We do not need to endorse biologically essentialist narratives of gender to grant women access to decision-making power — no matter how positive the attributes.
This is great, isn’t it?! Go women! What critiques could Fearless Futures possibly have, we hear you exclaim!
Funny you should mention it, a few actually.
What’s often assumed though left unsaid, when making the claim that it is these leaders’ ‘femaleness’ or ‘womanly-ness’ causing these distinct behaviours, is the common idea that there is in fact some core essence to being a woman. A right way to be a woman that generates these wonderfully womanly behaviours we are seeing these leaders display.
Is it having the right primary sex characteristics? Or the right secondary sex characteristics? Or is it about the right chromosomal makeup? Or the right hormones? Or display the right behaviours for a woman? Or whether you simply look the right way?
There is a silent assumption when we attribute certain behaviours to people’s womanhood that there is in fact a right way to be a woman.
So while we might see these articles as praising women leaders in a defiantly sexist world, where we know that care and compassion because they are feminine-aligned are devalued, this narrative can also subscribe to precisely the logic that puts some women’s lives in danger.
Trans women experience violence because of the rigid perimeter that governs society’s ‘right’ way to be a woman, in large part rooted in conceiving of gender as biologically determined. Trans women to some won’t meet the ‘right’ threshold of woman for their gender to be believed and acknowledged. Racism also plays a role in conceptions of gender, where women who don’t meet eurocentric constructions of womanhood fall foul of the gender police’s regulations. The horrors Caster Semenya and Dutee Chand have endured, for example, see this in action. And the misogynist punishment for not being ‘woman’ enough has always been violence — physical and institutional.
Further, if we endorse this idea that there is some inherent femaleness at play, we again inadvertently erase women’s agency. Women, once more, aren’t really in control of their own destiny — sound familiar?
This focus on the promise that women will effuse care and compassion with every step may mean that some women will gain access to power and decision-making for those organisations keen to ‘reap the benefits’. Such justifications for women’s participation, where participation is conditional on ‘reaping benefits’, is ultimately trying to use the logic of a system of oppression to beat it at its own game. And there may be some who bob to the top. But those women that do, will likely be white, cis, middle class, heterosexual and non-disabled. Focusing on individuals and their representation misdiagnoses what’s actually going on. Yes individuals do matter — certainly from a visibility and symbolism perspective — and that has real power.
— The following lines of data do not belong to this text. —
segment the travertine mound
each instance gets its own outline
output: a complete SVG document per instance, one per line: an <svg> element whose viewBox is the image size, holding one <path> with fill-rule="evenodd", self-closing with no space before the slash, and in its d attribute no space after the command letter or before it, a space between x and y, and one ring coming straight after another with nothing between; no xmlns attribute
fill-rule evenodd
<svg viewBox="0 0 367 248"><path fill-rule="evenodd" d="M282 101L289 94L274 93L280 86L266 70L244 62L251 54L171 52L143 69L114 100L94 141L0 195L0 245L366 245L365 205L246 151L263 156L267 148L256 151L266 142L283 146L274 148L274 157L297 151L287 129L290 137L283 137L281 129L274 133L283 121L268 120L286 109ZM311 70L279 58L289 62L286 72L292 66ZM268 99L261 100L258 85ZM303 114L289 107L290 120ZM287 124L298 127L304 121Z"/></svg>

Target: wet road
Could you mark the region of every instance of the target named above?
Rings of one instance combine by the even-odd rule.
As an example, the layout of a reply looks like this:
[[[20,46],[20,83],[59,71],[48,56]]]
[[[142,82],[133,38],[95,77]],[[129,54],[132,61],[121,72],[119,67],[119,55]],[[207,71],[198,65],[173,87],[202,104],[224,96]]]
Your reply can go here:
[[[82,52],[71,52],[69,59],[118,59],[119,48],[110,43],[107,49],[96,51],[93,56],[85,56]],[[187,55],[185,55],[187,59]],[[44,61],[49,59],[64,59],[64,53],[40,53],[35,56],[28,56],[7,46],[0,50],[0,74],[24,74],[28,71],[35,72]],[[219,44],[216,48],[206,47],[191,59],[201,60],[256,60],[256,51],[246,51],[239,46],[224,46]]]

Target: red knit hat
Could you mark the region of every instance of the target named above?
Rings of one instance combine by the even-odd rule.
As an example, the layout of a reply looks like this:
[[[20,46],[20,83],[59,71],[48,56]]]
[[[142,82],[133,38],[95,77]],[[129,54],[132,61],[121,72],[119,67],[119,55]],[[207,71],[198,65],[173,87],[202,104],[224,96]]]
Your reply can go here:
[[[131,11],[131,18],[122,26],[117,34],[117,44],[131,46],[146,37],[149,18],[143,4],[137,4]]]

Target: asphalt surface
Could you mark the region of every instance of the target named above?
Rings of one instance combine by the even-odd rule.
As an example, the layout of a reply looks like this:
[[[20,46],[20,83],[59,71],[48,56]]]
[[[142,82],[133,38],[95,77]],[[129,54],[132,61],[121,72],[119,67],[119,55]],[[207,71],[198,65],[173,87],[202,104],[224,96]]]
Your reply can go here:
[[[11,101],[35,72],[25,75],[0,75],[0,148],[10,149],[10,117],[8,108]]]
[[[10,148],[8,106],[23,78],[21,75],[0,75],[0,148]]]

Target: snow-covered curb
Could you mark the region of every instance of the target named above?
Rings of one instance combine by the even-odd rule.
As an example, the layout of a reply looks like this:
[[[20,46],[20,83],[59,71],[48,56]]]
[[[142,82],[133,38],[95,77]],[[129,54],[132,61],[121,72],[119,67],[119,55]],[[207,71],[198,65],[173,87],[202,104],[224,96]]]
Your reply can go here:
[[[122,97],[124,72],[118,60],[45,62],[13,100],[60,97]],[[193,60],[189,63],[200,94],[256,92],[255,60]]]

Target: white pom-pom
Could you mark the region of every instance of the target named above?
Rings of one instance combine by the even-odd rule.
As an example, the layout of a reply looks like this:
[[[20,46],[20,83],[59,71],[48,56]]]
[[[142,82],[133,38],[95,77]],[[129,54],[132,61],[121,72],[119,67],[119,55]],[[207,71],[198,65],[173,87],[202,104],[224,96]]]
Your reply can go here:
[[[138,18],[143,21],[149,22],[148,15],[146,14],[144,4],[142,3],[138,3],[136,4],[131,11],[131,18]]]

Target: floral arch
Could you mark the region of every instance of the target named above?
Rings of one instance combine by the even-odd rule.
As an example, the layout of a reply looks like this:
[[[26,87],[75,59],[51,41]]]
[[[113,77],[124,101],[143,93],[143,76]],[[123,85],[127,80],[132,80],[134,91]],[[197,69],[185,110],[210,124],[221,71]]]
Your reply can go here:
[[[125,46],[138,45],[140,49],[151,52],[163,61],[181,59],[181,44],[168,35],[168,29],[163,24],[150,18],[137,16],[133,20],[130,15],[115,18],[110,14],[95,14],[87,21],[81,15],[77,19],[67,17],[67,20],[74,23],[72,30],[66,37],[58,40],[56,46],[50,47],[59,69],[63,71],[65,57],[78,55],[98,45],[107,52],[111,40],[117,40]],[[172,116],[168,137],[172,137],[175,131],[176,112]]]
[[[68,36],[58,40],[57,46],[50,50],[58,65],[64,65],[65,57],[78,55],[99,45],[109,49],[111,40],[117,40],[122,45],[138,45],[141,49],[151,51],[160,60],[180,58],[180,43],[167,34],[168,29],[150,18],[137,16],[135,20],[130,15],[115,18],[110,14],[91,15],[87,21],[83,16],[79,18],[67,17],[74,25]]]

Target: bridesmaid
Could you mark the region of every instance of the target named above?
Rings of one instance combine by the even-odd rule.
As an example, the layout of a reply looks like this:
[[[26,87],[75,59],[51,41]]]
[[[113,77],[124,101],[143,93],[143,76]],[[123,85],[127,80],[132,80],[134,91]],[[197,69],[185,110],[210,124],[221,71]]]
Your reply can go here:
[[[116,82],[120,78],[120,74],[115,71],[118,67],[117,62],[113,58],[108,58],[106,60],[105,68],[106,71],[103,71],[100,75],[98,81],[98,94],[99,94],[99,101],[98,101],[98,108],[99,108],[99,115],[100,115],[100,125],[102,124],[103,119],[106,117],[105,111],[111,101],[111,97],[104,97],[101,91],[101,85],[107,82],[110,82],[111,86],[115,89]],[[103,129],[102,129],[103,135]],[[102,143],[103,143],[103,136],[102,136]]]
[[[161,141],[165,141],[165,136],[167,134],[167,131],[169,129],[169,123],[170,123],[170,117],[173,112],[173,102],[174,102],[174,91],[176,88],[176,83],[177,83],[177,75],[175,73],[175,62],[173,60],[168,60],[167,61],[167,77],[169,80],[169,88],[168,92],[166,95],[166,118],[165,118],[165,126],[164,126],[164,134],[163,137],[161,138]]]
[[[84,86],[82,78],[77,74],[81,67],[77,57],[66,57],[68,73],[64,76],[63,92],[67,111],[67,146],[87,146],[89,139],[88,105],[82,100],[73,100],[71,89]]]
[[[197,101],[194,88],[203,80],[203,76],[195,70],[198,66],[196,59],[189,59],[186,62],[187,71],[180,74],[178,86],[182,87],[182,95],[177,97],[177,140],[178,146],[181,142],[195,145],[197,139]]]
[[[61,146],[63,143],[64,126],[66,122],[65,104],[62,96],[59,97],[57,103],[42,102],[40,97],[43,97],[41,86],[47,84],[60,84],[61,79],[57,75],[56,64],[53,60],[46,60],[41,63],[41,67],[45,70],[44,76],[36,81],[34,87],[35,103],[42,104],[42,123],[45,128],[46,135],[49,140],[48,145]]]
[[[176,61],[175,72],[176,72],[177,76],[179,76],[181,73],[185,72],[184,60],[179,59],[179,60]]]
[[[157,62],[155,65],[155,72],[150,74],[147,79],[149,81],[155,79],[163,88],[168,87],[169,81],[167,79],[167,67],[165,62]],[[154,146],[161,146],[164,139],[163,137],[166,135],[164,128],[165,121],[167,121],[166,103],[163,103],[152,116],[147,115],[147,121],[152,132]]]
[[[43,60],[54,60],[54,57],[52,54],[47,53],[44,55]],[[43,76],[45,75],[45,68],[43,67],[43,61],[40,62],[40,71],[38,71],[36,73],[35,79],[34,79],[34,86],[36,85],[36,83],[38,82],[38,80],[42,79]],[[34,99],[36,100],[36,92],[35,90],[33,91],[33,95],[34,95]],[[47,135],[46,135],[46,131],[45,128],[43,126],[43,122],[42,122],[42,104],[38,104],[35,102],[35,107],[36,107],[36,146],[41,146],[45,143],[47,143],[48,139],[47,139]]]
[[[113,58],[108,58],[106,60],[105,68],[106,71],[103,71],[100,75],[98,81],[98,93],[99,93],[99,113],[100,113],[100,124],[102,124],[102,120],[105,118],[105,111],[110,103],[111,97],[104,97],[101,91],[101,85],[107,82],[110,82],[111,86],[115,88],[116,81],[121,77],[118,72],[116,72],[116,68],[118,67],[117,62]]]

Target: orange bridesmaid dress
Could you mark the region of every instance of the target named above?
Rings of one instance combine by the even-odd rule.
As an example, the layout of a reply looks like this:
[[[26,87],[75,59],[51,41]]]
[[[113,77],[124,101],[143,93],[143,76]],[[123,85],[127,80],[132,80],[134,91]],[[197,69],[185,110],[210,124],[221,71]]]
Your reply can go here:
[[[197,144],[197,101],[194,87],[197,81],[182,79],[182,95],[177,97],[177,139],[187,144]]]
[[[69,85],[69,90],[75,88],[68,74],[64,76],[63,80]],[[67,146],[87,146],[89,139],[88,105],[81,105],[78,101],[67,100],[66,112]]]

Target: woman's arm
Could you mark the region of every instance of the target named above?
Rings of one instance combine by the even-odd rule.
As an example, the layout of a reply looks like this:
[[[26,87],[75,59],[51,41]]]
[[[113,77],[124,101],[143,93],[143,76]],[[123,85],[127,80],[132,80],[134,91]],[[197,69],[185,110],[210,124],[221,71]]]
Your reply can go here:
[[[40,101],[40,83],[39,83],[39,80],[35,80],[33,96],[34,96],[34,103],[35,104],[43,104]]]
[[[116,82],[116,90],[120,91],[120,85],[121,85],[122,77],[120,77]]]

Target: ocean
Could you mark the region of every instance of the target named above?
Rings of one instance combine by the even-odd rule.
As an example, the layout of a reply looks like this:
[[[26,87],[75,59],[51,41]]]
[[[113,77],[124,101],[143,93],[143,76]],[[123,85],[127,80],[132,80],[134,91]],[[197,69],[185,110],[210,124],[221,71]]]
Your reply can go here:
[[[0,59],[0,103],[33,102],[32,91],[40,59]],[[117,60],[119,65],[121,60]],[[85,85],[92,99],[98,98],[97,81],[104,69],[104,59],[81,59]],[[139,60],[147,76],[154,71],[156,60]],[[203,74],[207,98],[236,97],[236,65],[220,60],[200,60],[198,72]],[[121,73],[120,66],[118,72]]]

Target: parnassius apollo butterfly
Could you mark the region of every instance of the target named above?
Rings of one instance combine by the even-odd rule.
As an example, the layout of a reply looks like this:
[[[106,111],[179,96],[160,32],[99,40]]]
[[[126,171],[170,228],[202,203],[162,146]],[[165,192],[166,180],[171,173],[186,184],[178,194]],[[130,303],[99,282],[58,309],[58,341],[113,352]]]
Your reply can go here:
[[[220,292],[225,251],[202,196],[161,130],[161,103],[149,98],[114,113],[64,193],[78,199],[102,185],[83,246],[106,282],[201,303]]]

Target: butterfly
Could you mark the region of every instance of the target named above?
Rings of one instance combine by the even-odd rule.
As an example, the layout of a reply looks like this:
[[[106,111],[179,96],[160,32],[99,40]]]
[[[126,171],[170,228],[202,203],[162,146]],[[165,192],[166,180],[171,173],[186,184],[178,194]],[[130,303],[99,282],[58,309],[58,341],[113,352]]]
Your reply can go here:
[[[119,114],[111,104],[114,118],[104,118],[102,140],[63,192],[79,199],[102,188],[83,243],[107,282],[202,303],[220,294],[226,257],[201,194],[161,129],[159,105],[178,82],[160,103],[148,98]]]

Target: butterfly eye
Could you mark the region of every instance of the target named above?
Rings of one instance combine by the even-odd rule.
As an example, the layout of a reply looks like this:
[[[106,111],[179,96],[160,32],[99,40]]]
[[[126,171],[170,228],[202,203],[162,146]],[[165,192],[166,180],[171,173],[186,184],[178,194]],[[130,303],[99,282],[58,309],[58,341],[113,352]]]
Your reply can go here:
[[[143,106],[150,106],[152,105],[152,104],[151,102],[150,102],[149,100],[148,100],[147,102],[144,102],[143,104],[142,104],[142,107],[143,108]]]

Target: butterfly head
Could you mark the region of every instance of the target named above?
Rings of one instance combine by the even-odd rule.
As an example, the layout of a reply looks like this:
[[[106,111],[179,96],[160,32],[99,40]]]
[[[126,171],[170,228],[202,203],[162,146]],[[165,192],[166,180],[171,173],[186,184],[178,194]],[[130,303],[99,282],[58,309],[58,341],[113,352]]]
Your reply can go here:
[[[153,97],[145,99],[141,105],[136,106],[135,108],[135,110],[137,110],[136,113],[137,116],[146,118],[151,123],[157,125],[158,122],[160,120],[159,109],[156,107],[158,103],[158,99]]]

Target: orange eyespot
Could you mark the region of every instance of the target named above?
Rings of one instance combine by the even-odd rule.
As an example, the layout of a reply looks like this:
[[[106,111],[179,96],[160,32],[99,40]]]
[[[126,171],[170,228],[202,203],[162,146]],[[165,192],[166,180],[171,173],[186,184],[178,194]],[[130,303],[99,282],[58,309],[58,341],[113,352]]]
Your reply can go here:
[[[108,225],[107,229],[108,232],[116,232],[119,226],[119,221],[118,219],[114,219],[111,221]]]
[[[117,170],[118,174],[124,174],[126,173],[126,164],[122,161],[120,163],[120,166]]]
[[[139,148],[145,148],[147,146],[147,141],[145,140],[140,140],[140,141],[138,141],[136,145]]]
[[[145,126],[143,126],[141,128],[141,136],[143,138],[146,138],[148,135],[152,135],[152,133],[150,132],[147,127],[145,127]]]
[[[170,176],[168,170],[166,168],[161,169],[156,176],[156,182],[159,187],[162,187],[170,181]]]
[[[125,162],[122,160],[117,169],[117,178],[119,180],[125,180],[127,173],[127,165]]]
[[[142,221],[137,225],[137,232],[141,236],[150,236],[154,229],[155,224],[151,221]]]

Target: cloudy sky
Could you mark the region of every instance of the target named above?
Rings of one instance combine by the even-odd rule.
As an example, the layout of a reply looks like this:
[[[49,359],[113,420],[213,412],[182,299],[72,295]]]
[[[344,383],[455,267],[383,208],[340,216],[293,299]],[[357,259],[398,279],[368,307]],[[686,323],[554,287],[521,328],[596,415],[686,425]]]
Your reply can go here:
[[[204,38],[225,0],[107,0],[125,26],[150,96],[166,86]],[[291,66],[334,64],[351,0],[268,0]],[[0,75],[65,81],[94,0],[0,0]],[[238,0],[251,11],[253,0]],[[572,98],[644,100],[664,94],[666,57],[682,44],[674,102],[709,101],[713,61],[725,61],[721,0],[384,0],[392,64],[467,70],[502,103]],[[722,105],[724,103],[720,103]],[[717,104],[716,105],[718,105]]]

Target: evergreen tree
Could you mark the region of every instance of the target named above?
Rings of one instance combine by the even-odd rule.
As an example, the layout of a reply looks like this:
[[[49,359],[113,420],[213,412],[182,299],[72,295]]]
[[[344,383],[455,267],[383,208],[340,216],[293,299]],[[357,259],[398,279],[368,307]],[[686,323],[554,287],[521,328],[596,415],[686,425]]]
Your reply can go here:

And, for there to be the possibility of action and decision-making in service of goals different to our current societal priorities we need to shift to a paradigm that creates, sustains and nurtures the conditions that make those decisions possible beyond individuals.
The gender binary as we know it is an unwinnable game. We need to undo its rules.
All women have a right to decision-making power even if they make mistakes, fail and be awful at it and maybe aren’t compassionate in every moment. Because being allowed to fail and mess up is what cis men get to do in leadership all the time.
All women have a right to participate in decision-making and leadership because. That’s the end of the sentence. They do because they do. Justifications for why they should, or what benefits they may bring, or which specific ‘permissible’ women, are all a diversionary tactic that not only waste our time, but also as you’ll see above, have dangerous corollaries.
To do the work of shifting the paradigm, we need to be able to hold multiple ideas in our minds at once. People leading in alternative ways that centre care and compassion are important. We do not need to endorse biologically essentialist narratives of gender to grant women access to decision-making power — no matter how positive the attributes. We should do everything we can to produce the systemic conditions that ensure that all those marginalised by an unequal distribution of power are afforded access to what is rightfully theirs. As well as ensuring that every one of us is actively geared to prioritising collective-oriented courageous, compassionate decision-making.